It is gradually dawning on Washington that cap-and-trade legislation won't pass anytime soon--certainly not this year, and probably not next year either. One reason is public opinion: a Gallup survey released last week revealed that "for the first time in Gallup's 25-year history of asking Americans about the trade-off between environmental protection and economic growth, a majority of Americans say economic growth should be given the priority, even if the environment suffers to some extent." Just four years ago, protecting the environment enjoyed a 17-point edge; today, the advantage goes to the economy, 51-42.
The second reason is regional politics. Support for environmental legislation is strongest on the coasts, weakest in the interior areas that depend more heavily on coal-fired power plants. The Midwest, which has already been hit hard by the collapse of manufacturing, would take a second blow. This matters because the Democratic Party is an uneasy coalition between the coasts and the interior, symbolized by bitter fight between Henry Waxman and John Dingell for the chairmanship of the House Energy and Commerce Committee. It is hard to imagine Midwestern Democrats voting for cap-and-trade in current economic circumstances, and perhaps not in any economic circumstances--that is, unless they receive credible assurances of dollar-for-dollar offsets against the higher costs their constituents would have to bear.
This reality creates two difficulties for the Obama administration. On the fiscal front, the administration is counting on $629 billion in revenues from cap-and-trade to pay for the Making Work Pay tax credit and its proposed spending on clear energy technology. Failure to pass cap-and-trade would force the administration to choose between cherished programs and an even higher budget deficit, already estimated by the CBO at $9.3 trillion over the next decade.

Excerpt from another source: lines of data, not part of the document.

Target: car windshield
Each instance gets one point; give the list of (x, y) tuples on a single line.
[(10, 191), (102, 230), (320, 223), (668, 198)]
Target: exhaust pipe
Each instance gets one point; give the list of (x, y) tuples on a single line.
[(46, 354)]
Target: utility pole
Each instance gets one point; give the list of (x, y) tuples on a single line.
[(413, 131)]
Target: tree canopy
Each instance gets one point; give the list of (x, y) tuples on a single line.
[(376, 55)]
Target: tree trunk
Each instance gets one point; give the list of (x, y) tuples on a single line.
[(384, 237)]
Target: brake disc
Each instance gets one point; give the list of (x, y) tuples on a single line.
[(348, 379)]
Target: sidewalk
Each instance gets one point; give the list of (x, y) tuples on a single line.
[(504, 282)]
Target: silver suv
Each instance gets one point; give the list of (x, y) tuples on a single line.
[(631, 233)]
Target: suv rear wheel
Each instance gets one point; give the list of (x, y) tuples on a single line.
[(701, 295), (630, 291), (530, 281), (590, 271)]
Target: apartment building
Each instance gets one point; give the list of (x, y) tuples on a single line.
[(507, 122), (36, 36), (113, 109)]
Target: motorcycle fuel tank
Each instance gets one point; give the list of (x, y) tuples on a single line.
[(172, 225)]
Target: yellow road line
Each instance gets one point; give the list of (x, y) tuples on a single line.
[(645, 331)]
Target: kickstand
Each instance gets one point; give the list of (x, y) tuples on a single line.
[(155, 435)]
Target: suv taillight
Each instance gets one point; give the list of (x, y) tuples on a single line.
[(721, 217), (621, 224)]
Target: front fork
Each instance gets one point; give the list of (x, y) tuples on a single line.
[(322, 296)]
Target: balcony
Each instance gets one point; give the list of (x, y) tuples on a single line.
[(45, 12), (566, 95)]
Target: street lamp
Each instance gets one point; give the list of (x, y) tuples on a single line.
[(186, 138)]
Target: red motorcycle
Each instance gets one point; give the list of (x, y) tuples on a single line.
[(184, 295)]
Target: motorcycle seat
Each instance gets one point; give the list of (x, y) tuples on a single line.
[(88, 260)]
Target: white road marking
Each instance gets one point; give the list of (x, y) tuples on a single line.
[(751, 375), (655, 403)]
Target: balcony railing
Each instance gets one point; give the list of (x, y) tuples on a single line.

On the diplomatic front, when the Copenhagen Climate Conference convenes this December, the administration faces the prospect of showing up empty-handed. Senior officials acknowledge the potential embarrassment for a president so clearly determined to assert American global leadership on energy and environmental issues but see no easy way out.
In the face of these inconvenient developments, the administration's options are limited. If the president remains committed to Making Work Pay and clean energy investment, he will probably have to agree to equivalent spending reductions elsewhere, because fiscal moderates within his own party will insist. Internationally, the president's team would be wise to prepare other key participants in the Copenhagen conference for the near-certainty that the stance of the United States on emissions reductions will be based mostly on good intentions rather than settled policy. The administration, quite simply, won't be close to meeting its own standards of success on environmental issues--and it is hard to erect credibility on a foundation of overpromising and underperforming.